A typo in a code upgrade for a scale unit of Microsoft Azure DevOps recently caused the deletion of 17 production databases. The lengthy recovery period subsequently led to 10 hours of downtime in the Azure region of southern Brazil.
According to a statement from Microsoft, administrators of Azure DevOps, a suite of application lifecycle services, regularly take snapshots of production databases to investigate reported customer issues or test improvements. In doing so, a system in the background creates these snapshots daily and deletes them after a certain amount of time.
Typo in pull request
During a recent code upgrade that replaced outdated Microsoft.Azure.Management packages with supported Azure.ResourceManager-NuGet packages, a typo snuck into the large pull request, the tech giant says.

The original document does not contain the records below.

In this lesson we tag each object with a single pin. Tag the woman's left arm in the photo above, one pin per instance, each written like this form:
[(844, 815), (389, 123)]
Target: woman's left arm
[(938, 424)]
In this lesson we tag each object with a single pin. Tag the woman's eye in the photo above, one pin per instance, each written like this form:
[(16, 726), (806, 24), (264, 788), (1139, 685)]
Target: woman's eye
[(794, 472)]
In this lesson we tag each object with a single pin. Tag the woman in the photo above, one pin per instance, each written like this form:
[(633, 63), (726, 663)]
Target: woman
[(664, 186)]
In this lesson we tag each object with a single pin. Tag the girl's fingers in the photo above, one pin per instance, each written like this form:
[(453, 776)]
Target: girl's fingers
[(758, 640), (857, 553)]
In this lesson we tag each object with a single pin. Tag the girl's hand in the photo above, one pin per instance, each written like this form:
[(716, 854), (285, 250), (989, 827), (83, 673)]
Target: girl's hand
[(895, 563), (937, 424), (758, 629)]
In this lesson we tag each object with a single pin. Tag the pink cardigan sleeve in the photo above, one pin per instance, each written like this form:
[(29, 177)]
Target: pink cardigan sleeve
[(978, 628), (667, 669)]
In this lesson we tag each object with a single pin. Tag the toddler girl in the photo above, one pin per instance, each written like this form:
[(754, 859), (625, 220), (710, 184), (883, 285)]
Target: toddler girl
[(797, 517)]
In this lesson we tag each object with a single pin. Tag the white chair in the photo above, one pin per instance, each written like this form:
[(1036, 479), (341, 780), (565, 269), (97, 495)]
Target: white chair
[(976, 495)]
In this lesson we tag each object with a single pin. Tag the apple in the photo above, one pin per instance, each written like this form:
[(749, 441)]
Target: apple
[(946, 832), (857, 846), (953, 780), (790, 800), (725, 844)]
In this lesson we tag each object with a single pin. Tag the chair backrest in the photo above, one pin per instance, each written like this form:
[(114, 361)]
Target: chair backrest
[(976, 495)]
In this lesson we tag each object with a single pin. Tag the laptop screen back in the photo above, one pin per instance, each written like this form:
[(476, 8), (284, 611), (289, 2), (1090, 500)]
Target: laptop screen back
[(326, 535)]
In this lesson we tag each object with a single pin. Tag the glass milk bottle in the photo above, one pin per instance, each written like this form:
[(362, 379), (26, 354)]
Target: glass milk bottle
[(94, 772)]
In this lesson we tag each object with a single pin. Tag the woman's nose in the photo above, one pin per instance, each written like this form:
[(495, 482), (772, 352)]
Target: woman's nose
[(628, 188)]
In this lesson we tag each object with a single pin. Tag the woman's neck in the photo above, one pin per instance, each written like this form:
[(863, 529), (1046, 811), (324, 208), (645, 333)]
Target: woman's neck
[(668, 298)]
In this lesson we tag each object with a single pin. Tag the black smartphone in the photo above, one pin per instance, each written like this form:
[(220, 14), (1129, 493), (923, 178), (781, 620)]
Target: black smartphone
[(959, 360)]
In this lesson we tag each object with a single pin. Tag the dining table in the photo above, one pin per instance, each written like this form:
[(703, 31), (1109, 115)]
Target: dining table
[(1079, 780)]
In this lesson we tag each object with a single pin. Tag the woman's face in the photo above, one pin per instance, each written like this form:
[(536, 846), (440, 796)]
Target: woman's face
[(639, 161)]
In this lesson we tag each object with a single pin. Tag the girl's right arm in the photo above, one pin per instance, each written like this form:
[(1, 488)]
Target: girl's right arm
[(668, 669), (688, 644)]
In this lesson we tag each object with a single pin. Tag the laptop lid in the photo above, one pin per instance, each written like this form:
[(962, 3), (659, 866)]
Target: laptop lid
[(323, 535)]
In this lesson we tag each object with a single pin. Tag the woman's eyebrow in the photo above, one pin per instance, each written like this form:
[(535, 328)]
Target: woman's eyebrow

This typo, not immediately noticed, caused the removal task to remove the full scale unit Azure SQL server for the South Brazil region with 17 databases. As a result, customers could no longer use the server in question.
10 hours of downtime
The recovery process took as much as 10 hours. Primarily because customers cannot restore Azure SQL servers themselves but must leave it to Microsoft’s Azure engineers, this took quite some time, according to the tech giant.
In addition, the deleted databases had different backup configurations. Getting these backups aligned took even more recovery time.
In addition, after all the databases were back online, the full scale unit remained inaccessible to customers. This was due to complex problems with the tech giant’s Web servers. As customer traffic came online, these servers received an overload of traffic, causing them to go offline still.
Microsoft has apologized to its customers and implemented several fixes to prevent a recurrence.